El programa Retorna Cualifica Emprego, uno de los instrumentos de la Xunta de Galicia para captar talento en el exterior, principalmente entre la comunidad emigrante o su descendencia, está generando un interés creciente en el tejido empresarial de la comarca. Según los datos de la Consellería de Emprego, en la segunda edición, correspondiente al año pasado, una decena de firmas asentadas en Ferrol, Eume y Ortegal recurrieron a la iniciativa de la Xunta para cubrir las vacantes laborales, más de una treintena. Por el momento, son ocho las personas beneficiarias, procedentes en su mayoría de Argentina y Uruguay, donde más repercusión está teniendo el plan. En la última convocatoria, cerca de 4.400 trabajadores se inscribieron en el programa y se publicaron más de 400 ofertas laborales.

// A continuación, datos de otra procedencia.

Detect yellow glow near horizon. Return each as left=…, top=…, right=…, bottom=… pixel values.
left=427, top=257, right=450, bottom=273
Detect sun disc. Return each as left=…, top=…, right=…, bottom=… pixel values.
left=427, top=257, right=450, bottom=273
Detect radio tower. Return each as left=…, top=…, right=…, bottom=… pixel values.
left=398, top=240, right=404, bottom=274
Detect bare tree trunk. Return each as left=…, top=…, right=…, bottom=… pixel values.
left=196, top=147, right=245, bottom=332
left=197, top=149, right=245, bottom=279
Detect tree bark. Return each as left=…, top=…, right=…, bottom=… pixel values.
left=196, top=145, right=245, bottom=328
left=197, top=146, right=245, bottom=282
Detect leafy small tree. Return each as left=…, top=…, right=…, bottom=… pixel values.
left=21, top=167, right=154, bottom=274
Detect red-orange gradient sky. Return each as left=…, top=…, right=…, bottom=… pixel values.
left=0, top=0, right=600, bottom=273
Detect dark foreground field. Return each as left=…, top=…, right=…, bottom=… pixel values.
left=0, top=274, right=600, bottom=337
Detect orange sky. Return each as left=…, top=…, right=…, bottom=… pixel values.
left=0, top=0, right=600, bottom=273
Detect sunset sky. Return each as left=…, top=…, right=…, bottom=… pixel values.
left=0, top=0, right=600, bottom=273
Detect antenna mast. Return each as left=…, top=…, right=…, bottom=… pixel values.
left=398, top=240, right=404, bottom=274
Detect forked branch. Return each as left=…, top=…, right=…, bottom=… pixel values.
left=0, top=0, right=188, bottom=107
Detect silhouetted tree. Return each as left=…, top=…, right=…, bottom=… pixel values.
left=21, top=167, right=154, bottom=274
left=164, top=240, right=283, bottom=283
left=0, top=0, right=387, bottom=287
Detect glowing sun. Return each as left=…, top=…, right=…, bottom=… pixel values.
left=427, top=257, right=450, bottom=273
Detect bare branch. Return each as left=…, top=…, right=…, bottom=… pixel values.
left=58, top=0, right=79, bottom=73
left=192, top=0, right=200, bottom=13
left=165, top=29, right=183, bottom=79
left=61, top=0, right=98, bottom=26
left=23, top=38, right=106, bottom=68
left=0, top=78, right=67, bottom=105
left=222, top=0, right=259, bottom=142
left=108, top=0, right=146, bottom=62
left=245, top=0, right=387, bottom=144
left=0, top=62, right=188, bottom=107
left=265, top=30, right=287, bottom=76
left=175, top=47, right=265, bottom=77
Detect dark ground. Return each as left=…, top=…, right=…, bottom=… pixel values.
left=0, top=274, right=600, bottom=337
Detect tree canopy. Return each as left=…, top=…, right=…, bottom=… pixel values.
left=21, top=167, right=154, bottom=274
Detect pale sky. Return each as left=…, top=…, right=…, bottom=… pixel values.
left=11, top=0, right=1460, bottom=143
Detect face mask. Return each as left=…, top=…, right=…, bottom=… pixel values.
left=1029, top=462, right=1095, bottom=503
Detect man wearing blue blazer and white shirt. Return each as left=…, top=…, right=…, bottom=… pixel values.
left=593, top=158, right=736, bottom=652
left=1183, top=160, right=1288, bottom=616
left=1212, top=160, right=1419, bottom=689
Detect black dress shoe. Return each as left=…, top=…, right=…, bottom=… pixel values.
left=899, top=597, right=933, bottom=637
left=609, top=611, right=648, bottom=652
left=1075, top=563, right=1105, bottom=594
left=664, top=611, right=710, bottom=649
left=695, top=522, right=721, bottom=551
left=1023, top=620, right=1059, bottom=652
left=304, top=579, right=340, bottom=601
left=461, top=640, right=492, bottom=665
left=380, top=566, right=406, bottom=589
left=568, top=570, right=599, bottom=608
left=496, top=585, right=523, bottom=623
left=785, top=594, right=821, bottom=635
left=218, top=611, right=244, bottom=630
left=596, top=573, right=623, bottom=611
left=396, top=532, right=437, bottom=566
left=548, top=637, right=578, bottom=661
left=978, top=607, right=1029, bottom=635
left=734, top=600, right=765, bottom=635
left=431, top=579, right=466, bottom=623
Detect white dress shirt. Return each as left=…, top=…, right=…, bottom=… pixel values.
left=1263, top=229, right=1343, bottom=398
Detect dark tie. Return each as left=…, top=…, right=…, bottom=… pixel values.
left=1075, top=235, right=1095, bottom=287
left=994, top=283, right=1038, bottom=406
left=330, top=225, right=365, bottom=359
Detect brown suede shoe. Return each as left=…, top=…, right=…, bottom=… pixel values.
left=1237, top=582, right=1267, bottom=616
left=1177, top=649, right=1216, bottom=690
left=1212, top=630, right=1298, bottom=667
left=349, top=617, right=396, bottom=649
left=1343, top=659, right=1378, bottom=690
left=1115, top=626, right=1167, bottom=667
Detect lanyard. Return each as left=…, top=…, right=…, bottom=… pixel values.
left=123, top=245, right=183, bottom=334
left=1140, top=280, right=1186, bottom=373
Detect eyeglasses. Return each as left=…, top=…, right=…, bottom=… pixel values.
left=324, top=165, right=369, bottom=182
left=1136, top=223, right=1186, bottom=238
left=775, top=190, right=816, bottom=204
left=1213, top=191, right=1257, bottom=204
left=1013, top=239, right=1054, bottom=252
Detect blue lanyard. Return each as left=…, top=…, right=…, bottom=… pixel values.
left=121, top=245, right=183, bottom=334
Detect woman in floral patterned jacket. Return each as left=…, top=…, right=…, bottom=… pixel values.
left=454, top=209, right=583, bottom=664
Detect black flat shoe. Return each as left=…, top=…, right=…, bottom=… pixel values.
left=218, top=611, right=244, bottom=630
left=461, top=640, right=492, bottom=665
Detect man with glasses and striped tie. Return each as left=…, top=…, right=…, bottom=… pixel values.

Desde la Consellería de Emprego se destaca que el Retorna Cualifica Emprego es un “modelo propio” que se está desarrollando en Galicia. Apuesta por la captación de personas trabajadoras “dun xeito ordenado, planificado e sempre vencellado ás necesidades do tecido laboral galego”. Uno de los aspectos más relevantes es, explica el gobierno autonómico, la tutorización de todo el proceso de integración sociolaboral del beneficiario o beneficiaria, consolidando de este modo “as pontes de talento entre os países de orixe e o territorio galego e ofrecendo máximas garantías a todas as partes implicadas”.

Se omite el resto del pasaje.